Movies

Fifteen Candles

Quinceañera is a swell party.

Emily Rios as Magdalena

Quinceañera (Sony Pictures Classics), which opens today in New York and Los Angeles and later this month on screens nationwide, has a back story that makes you feel good about the state of independent filmmaking. The directors, Richard Glatzer and Wash Westmoreland, are a couple who live in Echo Park, Los Angeles, a formerly Latino neighborhood that’s rapidly gentrifying. In 2004, they served as the official photographers for a neighbor family’s quinceañera, the elaborate birthday party that heralds a 15-year-old girl’s coming of age. Returning from the celebration, Glatzer and Westmoreland realized they’d found the setting for the movie they’d been talking about making together. They conceived of the film in January 2005, wrote it in February, cast it in March, and shot it in April, on a budget of $400,000. The result is a gentle little gem of a movie that won the dramatic grand jury prize and the narrative audience award at Sundance. If that doesn’t make you want to pick up a camera and make a movie with your sweetie, I don’t know what will.

Quinceañera opens at the lavish blowout thrown for 15-year-old Eileen (Alicia Sixtos), complete with flowers, tiaras, and freak-dancing to reggaeton music. A pall is cast when Eileen’s brother Carlos (Jesse Garcia) crashes the party, only to be thrown out on his ear. Carlos is a cholo—a gangster type with a shaved head and a neck tattoo—but, in far worse news for his family, he’s also gay and brazenly unashamed to admit it.

Meanwhile, Eileen’s 14-year-old cousin Magdalena (Emily Rios) is already coveting her own luxurious quinceañera, complete with a white stretch Hummer limo. But Magdalena’s father (Jesus Castanos), an evangelical preacher, disapproves of such worldly longings, and besides, he isn’t made of money. She’ll just have to make do with her cousin’s hand-me-down ball gown—but why does the dress have to be let out more each time she tries it on?

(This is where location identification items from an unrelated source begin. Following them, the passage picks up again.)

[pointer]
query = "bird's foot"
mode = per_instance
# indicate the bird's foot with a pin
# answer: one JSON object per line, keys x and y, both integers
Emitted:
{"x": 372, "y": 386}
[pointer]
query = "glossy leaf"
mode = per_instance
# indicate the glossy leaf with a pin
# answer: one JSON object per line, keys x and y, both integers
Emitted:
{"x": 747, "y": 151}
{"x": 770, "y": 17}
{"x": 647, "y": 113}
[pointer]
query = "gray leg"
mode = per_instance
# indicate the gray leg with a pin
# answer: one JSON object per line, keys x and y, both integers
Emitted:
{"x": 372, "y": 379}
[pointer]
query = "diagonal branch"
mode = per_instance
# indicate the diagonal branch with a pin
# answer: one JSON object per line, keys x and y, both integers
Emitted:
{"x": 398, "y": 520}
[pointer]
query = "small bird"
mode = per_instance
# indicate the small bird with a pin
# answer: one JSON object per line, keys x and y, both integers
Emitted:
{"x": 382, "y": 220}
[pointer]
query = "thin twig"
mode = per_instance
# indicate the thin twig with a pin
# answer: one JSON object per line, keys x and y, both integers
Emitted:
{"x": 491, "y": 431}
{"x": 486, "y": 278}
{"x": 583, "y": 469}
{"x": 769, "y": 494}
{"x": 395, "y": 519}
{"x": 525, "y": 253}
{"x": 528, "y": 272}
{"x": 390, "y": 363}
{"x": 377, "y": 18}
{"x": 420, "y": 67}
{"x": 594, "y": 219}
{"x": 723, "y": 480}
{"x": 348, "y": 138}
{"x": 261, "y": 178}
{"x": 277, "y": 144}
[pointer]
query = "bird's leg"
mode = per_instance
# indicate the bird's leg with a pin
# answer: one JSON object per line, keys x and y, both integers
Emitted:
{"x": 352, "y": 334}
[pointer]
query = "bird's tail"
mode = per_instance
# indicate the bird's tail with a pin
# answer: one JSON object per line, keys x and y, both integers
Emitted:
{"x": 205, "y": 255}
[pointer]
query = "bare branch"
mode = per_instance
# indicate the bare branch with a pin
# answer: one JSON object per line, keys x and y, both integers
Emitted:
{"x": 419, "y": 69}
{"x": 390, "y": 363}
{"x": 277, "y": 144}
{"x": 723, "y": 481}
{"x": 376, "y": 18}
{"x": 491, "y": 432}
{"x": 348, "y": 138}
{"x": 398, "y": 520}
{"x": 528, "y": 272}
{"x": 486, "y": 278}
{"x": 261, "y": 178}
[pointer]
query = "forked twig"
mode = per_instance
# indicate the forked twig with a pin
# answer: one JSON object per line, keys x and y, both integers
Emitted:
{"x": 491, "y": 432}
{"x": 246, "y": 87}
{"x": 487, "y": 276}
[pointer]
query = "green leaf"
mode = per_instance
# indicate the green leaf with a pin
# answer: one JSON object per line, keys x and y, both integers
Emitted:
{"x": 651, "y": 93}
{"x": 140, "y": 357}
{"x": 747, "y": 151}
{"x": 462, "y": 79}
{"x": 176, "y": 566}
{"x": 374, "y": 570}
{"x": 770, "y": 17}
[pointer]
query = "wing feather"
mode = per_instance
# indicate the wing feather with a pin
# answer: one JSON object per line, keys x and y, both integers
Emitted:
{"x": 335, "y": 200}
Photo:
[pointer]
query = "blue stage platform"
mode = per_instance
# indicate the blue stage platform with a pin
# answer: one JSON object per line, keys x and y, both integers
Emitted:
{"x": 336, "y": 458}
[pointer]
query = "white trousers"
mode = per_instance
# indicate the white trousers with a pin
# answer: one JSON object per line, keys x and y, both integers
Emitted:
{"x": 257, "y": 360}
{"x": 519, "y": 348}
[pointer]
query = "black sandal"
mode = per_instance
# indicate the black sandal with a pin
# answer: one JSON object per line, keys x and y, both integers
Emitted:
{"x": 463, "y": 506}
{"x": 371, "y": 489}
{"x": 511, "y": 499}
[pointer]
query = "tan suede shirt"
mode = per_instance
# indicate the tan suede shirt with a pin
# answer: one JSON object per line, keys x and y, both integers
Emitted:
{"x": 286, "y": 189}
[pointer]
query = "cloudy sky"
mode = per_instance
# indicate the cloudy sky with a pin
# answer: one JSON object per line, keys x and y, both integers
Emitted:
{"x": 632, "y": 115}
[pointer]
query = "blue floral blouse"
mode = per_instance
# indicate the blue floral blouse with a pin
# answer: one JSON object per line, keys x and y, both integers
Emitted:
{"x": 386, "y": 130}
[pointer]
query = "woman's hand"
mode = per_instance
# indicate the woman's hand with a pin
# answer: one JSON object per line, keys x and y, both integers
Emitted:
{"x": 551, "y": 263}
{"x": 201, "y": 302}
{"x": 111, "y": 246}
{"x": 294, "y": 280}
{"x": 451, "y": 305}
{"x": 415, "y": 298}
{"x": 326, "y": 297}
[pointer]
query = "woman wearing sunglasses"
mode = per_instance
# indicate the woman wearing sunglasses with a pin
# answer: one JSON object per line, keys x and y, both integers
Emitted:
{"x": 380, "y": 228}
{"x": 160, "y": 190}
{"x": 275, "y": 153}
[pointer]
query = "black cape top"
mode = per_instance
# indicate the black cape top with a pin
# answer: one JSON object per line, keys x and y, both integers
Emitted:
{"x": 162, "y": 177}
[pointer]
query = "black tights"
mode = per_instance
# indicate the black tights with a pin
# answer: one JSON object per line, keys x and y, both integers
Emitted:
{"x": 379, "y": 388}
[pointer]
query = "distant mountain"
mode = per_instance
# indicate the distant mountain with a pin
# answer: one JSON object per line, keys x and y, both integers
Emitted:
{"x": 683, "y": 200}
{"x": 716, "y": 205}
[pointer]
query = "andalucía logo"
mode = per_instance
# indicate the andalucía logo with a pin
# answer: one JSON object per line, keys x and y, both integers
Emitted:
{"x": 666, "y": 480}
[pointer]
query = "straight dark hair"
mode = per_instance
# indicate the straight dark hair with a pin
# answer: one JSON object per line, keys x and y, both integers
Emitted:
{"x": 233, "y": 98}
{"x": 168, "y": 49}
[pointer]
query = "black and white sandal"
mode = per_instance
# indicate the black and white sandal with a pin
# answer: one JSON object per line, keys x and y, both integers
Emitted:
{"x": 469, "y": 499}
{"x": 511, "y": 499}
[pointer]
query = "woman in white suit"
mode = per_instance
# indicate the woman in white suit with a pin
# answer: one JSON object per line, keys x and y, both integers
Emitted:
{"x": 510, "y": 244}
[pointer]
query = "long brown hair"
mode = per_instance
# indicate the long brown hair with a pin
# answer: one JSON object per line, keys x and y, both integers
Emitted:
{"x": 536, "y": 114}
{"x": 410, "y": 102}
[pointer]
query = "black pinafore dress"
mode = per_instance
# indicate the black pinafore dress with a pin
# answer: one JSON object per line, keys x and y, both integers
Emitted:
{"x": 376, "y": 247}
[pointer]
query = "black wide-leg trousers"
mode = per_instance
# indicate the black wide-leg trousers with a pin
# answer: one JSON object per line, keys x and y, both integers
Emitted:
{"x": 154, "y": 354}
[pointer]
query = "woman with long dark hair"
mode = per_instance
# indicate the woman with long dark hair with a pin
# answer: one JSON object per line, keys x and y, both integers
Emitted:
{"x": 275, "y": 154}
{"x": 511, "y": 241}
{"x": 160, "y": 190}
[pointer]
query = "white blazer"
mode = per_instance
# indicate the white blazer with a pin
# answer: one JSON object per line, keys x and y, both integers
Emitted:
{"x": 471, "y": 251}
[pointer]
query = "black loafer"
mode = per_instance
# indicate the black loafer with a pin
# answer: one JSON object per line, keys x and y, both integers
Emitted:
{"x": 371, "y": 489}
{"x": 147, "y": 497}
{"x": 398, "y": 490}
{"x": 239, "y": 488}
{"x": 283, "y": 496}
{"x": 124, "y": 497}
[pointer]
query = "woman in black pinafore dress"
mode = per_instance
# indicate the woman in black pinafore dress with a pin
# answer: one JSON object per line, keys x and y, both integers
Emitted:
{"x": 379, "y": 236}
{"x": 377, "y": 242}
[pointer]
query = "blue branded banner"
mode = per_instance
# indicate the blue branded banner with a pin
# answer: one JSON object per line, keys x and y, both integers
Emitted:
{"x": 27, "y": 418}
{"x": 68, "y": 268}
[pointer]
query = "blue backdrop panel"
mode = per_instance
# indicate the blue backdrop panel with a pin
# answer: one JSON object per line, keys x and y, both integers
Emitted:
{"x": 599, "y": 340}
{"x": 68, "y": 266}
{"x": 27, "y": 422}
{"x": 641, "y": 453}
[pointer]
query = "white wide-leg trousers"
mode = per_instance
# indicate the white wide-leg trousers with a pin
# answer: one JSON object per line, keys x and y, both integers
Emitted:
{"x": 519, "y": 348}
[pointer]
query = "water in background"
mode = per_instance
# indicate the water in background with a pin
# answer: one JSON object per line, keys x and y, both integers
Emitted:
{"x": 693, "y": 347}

As it turns out, Magdalena is pregnant—not quite an immaculate conception, but the unlikely result of some very heavy petting with her boyfriend, Herman (Ramiro Iniguez). Her rigid father kicks her out of the house, so she moves in with her 84-year-old Tio Tomás (played by Chalo González, a veteran Mexican actor who appeared in The Wild Bunch). Cousin Carlos is holed up there as well, and the three of them slowly meld into an unlikely alternative family. But the property where Tio’s backyard cottage rental sits has just been sold to an affluent gay couple (David W. Ross and Jason L. Wood), who have designs on both the back yard and the handsome young cholowho lives there.

On paper, this story has a schematic, back-to-school-special feel to it, but there’s nothing formulaic or moralizing about Quinceañera. It’s a story that could easily have given way to victimist clichés (the pregnant teen, the gay pariah, the poor, oppressed Mexican-American community). But instead it allows every character the chance to surprise us. Carlos’ impenetrable machismo gives way to a melting playfulness as he starts to fall for the upstairs neighbor (who’s allowed to dally with him only in the guise of a conjugally approved ménage à trois). And Magdalena herself is admirably hard-boiled. When her baby’s father stops returning her calls, she calmly deletes him from her cell-phone memory and gets on with her homework. Emily Rios, the nonprofessional actress chosen to play the lead, carries the movie on her square broad shoulders. Allowing for the occasional misstep—like a plot twist late in the film that’s too obviously telegraphed—Quinceañera is a rare bird of an indie, a sharp-eyed analysis of class conflict that still manages to leave you as choked up as a proud auntie on her niece’s 15th birthday.